Kent L. Wakeford, a cinematographer who served as Martin Scorsese’s director of photography on the groundbreaking 1973 film Mean Streets and the following year’s Alice Doesn’t Live Here Anymore, died Oct. 10 at the Motion Picture Film & Television Fund’s Wasserman Campus in Woodland Hills, CA. He was 92.
His death was announced by his family, who noted that he died peacefully. No cause of death was specified.
Wakeford began his career in the 1950s, working as a freelance cameraman for the 1958 TV series Danger Is My Business. Continuing his work in TV and film, Wakeford made his major impact when Scorsese hired him on Mean Streets, the gritty, groundbreaking drama about small-time hoods in Lower Manhattan’s Little Italy neighborhood, starring Robert De Niro and Harvey Keitel.

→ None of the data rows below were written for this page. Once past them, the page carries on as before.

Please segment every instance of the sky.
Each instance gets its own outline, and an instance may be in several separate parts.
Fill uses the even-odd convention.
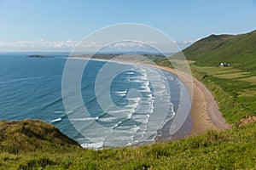
[[[0,0],[0,51],[68,51],[102,27],[154,27],[183,48],[256,29],[256,0]]]

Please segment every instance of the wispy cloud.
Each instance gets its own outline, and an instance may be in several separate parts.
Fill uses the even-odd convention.
[[[18,41],[18,42],[1,42],[0,41],[0,50],[1,51],[71,51],[79,43],[79,41],[67,40],[67,41],[48,41],[48,40],[36,40],[36,41]],[[176,45],[179,48],[183,49],[190,44],[194,41],[184,40],[183,42],[177,42]],[[173,45],[175,45],[173,42]],[[79,43],[81,49],[84,51],[94,51],[99,48],[103,47],[103,42],[83,42]],[[140,41],[135,42],[119,42],[113,44],[105,47],[104,49],[107,51],[127,51],[127,50],[137,50],[137,51],[152,51],[154,50],[152,47],[161,47],[166,50],[170,50],[170,43],[163,42],[144,42],[141,43]],[[175,48],[172,48],[174,49]],[[103,49],[102,49],[103,50]]]

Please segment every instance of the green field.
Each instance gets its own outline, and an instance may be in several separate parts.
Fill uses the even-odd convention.
[[[175,142],[97,151],[80,148],[43,122],[3,122],[0,129],[0,169],[256,168],[256,123]]]
[[[0,169],[256,169],[256,31],[212,35],[183,52],[232,125],[224,132],[143,146],[82,149],[40,121],[0,122]],[[182,65],[183,61],[171,59]],[[229,67],[218,67],[228,62]],[[166,60],[160,65],[172,67]]]

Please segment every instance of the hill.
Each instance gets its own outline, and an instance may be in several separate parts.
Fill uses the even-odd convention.
[[[256,116],[256,31],[239,35],[211,35],[182,52],[193,76],[210,89],[230,123]],[[181,52],[171,56],[177,61]],[[220,63],[229,63],[219,67]],[[157,62],[172,67],[167,60]]]
[[[83,149],[41,121],[2,122],[0,129],[0,169],[256,167],[256,123],[179,141],[102,150]]]
[[[234,68],[256,73],[256,31],[240,35],[211,35],[183,50],[187,60],[204,66],[230,63]]]
[[[65,150],[80,147],[77,142],[61,133],[58,128],[39,120],[0,122],[0,150],[11,154],[37,150]]]

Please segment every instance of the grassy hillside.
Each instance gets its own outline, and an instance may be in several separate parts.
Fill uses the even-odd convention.
[[[256,31],[241,35],[211,35],[183,52],[201,66],[215,66],[221,62],[234,68],[256,73]]]
[[[229,123],[256,116],[256,31],[241,35],[211,35],[183,50],[192,74],[213,94]],[[180,54],[172,56],[173,62]],[[219,67],[222,62],[229,67]],[[172,67],[166,60],[158,62]]]
[[[0,169],[256,168],[256,123],[175,142],[97,151],[79,147],[39,121],[2,122],[0,129]]]
[[[212,91],[232,129],[92,150],[41,121],[1,122],[0,169],[256,169],[256,122],[239,125],[256,116],[255,34],[212,35],[183,50],[193,76]],[[230,66],[217,66],[220,62]],[[172,67],[166,60],[158,64]]]

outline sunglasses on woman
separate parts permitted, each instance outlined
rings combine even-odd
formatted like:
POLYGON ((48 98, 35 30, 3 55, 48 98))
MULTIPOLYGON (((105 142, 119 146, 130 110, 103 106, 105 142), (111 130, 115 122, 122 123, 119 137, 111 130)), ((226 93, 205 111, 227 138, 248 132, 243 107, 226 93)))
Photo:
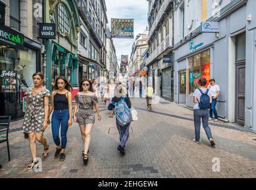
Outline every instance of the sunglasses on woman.
POLYGON ((82 85, 84 87, 84 86, 87 86, 87 87, 88 87, 89 85, 90 85, 90 84, 89 83, 83 83, 82 84, 82 85))

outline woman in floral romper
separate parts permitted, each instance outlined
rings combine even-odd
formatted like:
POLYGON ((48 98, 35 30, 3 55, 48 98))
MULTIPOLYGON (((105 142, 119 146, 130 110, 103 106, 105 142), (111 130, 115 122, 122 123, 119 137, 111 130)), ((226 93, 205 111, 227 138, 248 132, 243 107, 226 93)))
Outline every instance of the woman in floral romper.
POLYGON ((95 113, 93 107, 97 111, 98 120, 102 120, 99 107, 98 99, 93 93, 93 85, 87 79, 83 80, 80 84, 80 92, 75 96, 75 105, 74 113, 74 121, 77 122, 81 130, 84 151, 82 152, 84 164, 88 162, 88 152, 91 141, 91 132, 95 122, 95 113))
POLYGON ((29 134, 29 146, 33 159, 27 167, 27 171, 33 170, 38 163, 36 159, 36 140, 43 145, 43 156, 46 157, 49 153, 49 144, 43 137, 43 132, 48 126, 50 92, 42 86, 43 78, 42 73, 34 74, 34 86, 27 88, 26 93, 27 104, 23 128, 24 132, 29 134))

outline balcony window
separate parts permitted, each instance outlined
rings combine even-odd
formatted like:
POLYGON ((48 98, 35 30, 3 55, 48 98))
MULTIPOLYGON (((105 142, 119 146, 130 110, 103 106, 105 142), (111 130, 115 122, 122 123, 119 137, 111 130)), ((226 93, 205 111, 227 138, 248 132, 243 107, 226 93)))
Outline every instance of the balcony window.
POLYGON ((15 30, 20 30, 20 1, 10 1, 10 24, 15 30))
POLYGON ((62 34, 69 33, 70 24, 68 11, 62 4, 59 6, 59 27, 62 34))

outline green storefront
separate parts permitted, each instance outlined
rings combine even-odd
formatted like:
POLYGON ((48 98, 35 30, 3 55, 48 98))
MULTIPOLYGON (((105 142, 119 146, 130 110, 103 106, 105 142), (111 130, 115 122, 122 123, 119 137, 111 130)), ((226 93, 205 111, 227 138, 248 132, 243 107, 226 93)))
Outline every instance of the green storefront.
POLYGON ((45 22, 56 24, 55 39, 46 40, 46 83, 53 88, 55 79, 65 76, 73 86, 78 86, 78 59, 77 40, 80 22, 74 0, 46 1, 45 22))

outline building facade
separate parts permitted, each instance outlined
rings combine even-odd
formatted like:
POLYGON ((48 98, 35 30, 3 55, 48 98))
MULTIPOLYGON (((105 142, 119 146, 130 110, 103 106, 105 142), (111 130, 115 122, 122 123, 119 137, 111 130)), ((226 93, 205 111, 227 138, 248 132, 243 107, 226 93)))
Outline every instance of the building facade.
POLYGON ((77 57, 80 20, 74 0, 45 1, 46 23, 55 24, 55 39, 46 39, 46 82, 50 91, 53 89, 56 78, 64 76, 74 87, 78 86, 77 57))
POLYGON ((35 23, 42 22, 42 1, 0 1, 0 115, 12 121, 24 114, 26 88, 43 72, 44 46, 35 23), (7 38, 6 34, 11 38, 7 38))
POLYGON ((256 130, 255 6, 253 0, 175 1, 176 102, 192 107, 198 79, 214 78, 220 119, 256 130), (201 33, 205 21, 217 22, 219 32, 201 33))
POLYGON ((155 94, 173 100, 174 68, 173 61, 173 17, 171 0, 149 0, 148 43, 148 82, 155 94), (163 59, 168 56, 168 61, 163 59))

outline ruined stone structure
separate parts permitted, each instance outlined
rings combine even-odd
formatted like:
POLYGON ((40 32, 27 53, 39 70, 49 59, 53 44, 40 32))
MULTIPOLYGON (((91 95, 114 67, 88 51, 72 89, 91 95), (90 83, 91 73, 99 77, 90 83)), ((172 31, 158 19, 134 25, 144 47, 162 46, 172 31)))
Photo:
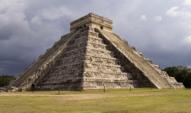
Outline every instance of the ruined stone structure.
POLYGON ((13 84, 19 89, 183 88, 112 31, 112 21, 88 14, 13 84))

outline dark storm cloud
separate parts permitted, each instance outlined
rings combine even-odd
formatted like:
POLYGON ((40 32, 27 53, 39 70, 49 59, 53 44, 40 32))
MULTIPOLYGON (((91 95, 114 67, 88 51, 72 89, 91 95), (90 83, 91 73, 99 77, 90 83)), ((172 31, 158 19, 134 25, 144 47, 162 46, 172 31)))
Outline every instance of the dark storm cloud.
POLYGON ((191 65, 189 0, 0 0, 0 73, 18 74, 89 12, 161 66, 191 65))

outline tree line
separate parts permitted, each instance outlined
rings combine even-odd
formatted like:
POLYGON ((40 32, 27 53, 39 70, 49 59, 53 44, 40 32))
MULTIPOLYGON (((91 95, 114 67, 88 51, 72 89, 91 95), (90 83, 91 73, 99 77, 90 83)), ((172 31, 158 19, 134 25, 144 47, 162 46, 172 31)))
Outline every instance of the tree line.
POLYGON ((0 87, 8 86, 13 80, 15 80, 15 77, 12 75, 0 75, 0 87))
POLYGON ((173 66, 164 69, 169 76, 175 77, 178 82, 182 82, 186 88, 191 88, 191 68, 184 66, 173 66))

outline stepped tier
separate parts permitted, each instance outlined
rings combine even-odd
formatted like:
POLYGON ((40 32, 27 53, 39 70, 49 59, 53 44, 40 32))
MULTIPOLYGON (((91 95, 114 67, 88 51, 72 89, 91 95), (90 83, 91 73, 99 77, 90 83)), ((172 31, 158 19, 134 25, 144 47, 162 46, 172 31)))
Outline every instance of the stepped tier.
POLYGON ((21 90, 183 88, 112 32, 112 21, 88 14, 14 83, 21 90))

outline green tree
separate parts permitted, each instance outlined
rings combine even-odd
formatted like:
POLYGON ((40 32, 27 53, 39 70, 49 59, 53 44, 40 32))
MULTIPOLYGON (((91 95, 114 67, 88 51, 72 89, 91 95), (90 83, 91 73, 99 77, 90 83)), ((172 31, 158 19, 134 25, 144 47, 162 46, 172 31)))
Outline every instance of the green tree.
POLYGON ((191 88, 191 69, 183 66, 173 66, 164 69, 170 76, 182 82, 186 88, 191 88))
POLYGON ((10 75, 1 75, 0 76, 0 87, 4 87, 4 86, 8 86, 9 83, 15 80, 14 76, 10 76, 10 75))

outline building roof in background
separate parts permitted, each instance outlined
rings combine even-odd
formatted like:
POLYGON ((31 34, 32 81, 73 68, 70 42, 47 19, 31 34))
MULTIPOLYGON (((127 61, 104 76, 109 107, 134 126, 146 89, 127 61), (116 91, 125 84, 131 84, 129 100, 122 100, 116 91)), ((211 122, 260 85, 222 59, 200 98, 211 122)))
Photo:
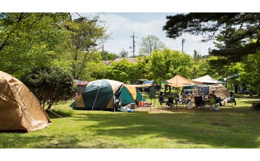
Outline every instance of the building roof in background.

Wakeford teamed with the director the following year for Alice Doesn’t Live Here Anymore, the chronicle of a recently widowed wannabe singer, played by an Oscar-winning Ellen Burstyn, who takes her teenage son (Alfred Lutter) on a cross-country journey toward a new life in California. Kris Kristofferson co-starred.
Wakeford’s career spanned various mediums and genres, including features, animation, commercial production and documentaries. He was a DP on TV’s L.A. Law in 1987 and 1988. He also co-founded the commercial production company Wakeford/Orloff Productions with John Orloff.
Wakeford is survived by children, Kathryn, Kristian, and Kent; and many grandchildren.